Easy. In the plots above, connect each point with the origin (0,0), and you have lines. While this is a very simplistic view of things, it will suffice for our purposes. Look at this example below:
The Nimbus and Firebolt are both racing brooms and thus will have a smaller angle between them. This would lead to a higher cosine value. However, if we compare Dumbledore and Voldemort, they'll have a larger angle between them and, thus, a lower cosine value.
In some cases, we can also do arithmetic with words! For example, the words king, man, queen, and woman will appear clustered together in the embedding space. Thus the arithmetic operation "king - man + woman" yields the result "queen". Don't believe me? I ran this equation on a pretrained Word2Vec model. Look at the result below.
Where are embeddings used?
All of this is super impressive, but the real proof of the pudding lies in practical applicability. Embeddings power so many things we use daily. While we've discussed how text gets converted to embeddings above, you can create embeddings for just about anything - Music, images, categories, and much more. Here are some of the popular ones:
Search & chatbots
You'll be hard-pressed to find any language model that doesn't use embeddings in some way. These models power search - searching for things (like Google or Bing), searching within documents, searching for your favorite song, image-based search, etc. They also power chatbots like ChatGPT.
Generative AI
Models like DaLL-E, Stable diffusion, and Midjourney also take prompts from us users and produce mind-blowing imagery. So how do they know what to do from cryptic prompts? They use a bunch of embeddings (both text and image) under the hood to make it possible.
E-commerce & music streaming
Recommendation systems that power Amazon's online store or Spotify also use embeddings. Let's say you love to listen to the Eurodance group Eiffel 65 (I'm blue da ba dee…). You'd probably also listen to Aqua and Vengaboys (don't ask how I know this). How does Spotify find this out? Every user has an embedding associated with them. That means you have one too! This embedding is updated based on the songs you listen to. Spotify might use this to put you next to other users who listen to similar music. It also has another embedding table with embeddings for each song, and similar songs are closer together. Using these pieces of information, it can recommend new songs for you.

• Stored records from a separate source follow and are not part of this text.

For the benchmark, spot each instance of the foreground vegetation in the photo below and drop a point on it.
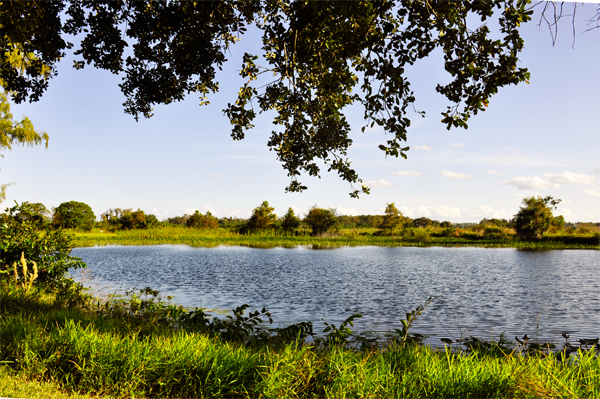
(343, 237)
(144, 348)
(58, 342)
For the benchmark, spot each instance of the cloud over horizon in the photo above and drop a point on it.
(530, 183)
(407, 173)
(591, 192)
(422, 147)
(569, 178)
(378, 183)
(453, 175)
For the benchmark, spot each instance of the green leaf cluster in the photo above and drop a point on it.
(200, 221)
(73, 215)
(321, 220)
(535, 218)
(50, 249)
(262, 217)
(318, 58)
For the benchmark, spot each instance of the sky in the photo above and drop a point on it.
(541, 138)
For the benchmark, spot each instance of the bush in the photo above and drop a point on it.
(290, 221)
(200, 221)
(49, 249)
(73, 215)
(535, 218)
(416, 235)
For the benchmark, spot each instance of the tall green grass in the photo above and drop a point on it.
(271, 239)
(99, 354)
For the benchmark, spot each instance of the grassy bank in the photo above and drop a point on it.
(121, 350)
(348, 237)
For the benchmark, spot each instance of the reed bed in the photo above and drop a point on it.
(97, 354)
(270, 239)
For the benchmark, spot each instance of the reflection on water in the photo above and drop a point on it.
(483, 291)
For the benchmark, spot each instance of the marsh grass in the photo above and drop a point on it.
(93, 352)
(345, 237)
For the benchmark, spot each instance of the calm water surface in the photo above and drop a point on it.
(483, 291)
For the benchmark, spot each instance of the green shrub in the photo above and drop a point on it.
(74, 215)
(49, 249)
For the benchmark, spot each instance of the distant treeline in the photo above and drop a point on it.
(318, 221)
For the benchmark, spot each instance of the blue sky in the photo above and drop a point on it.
(536, 139)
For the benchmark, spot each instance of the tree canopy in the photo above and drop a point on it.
(73, 215)
(535, 217)
(262, 217)
(323, 57)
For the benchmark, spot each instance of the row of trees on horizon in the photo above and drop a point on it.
(533, 219)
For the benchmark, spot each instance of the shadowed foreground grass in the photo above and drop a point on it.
(49, 347)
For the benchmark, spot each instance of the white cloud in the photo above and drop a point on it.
(531, 183)
(567, 213)
(407, 173)
(569, 178)
(346, 211)
(378, 183)
(446, 212)
(440, 212)
(591, 192)
(422, 147)
(453, 175)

There are many other uses of embeddings that I've not listed above. They are like swiss-army knives, versatile and powerful. Just as expelliarmus is Harry's favorite spell, embeddings are my favorite ML tool. After this, I'm sure they'll be yours too!
Resources to learn more
Google's video lecture on embeddings
If you learn best by watching videos, here's a great video from one of Google's engineers on embeddings from their crash course on machine learning. In fact, I'd recommend going through the entire crash course.
Link: https://developers.google.com/machine-learning/crash-course/embeddings/video-lecture
A chapter on embeddings from "Speech and Language Processing"

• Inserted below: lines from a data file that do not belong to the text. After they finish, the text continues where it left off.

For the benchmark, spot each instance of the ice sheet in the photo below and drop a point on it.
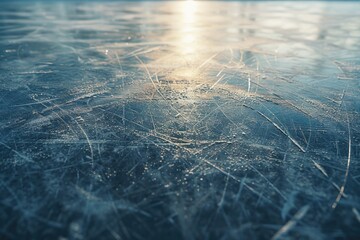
(179, 120)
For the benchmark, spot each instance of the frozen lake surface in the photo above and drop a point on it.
(180, 120)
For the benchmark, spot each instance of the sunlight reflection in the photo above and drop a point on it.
(188, 31)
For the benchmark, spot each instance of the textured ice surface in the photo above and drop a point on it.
(180, 120)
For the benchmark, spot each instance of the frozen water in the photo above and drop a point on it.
(180, 120)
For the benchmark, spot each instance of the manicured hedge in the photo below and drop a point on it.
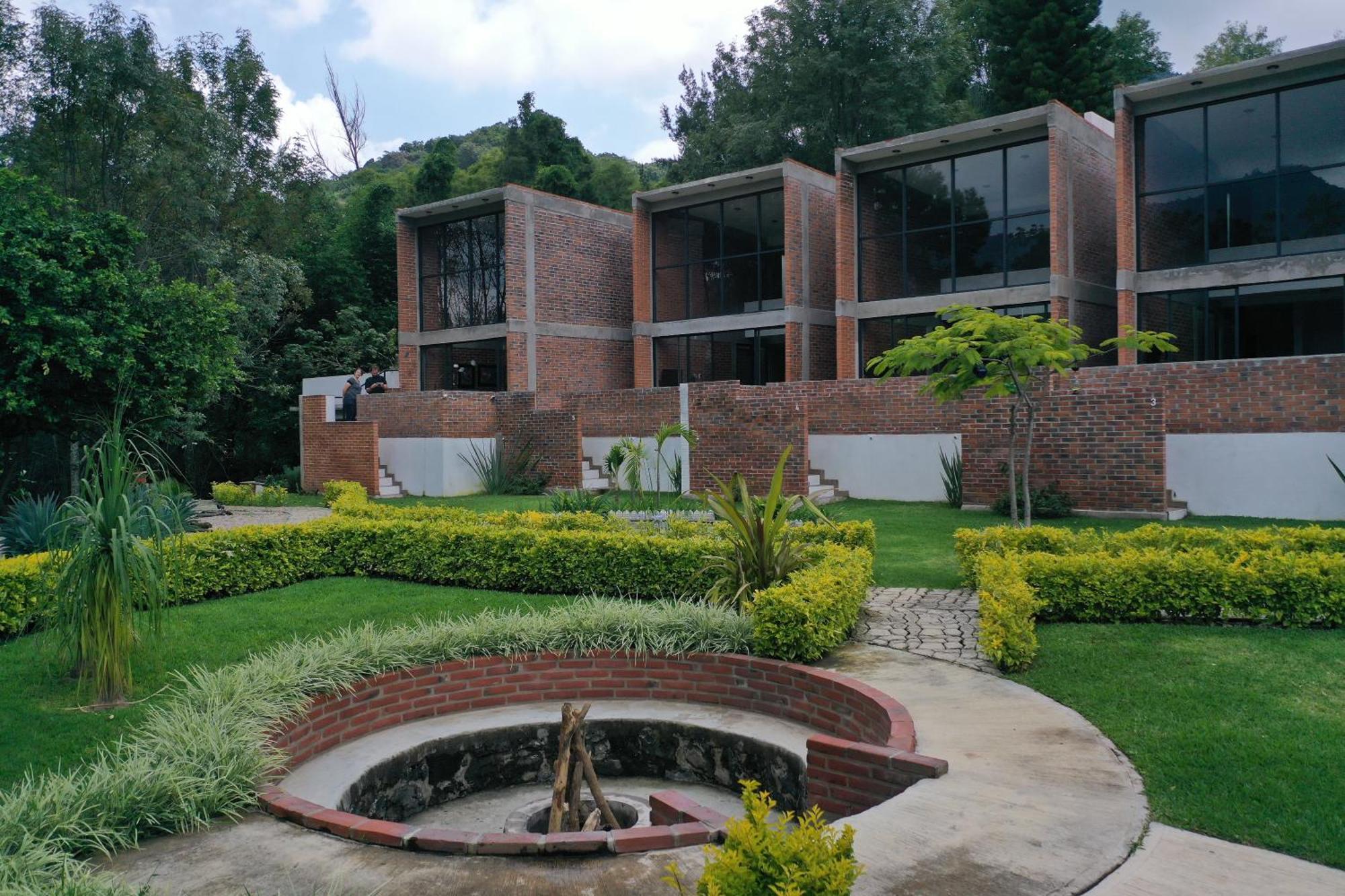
(808, 616)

If you're more of the learn-by-reading kind, I've got you covered. This chapter from the book "Speech and Language Processing" by Jurafsky et. al covers embeddings in rigorous detail.
Link: https://web.stanford.edu/~jurafsky/slp3/6.pdf
A Tutorial on building your own embeddings
If you love to learn by building, here's a tutorial on Kaggle that teaches you how to create your own embeddings using Word2Vec.
Link: https://www.kaggle.com/competitions/word2vec-nlp-tutorial/overview/description
I love how you tied Harry Potter into all this, and you make it look so easy. This is a fun read, Sairam!
And, yes, in fact back in the day, I listened to Eiffel 65 (really just their number one hit) and Aqua. Although, I must confess I haven't heard of Vengaboys. I appreciate the recommendation, though. 😆
What a brilliant article. I feel I understand embeddings now!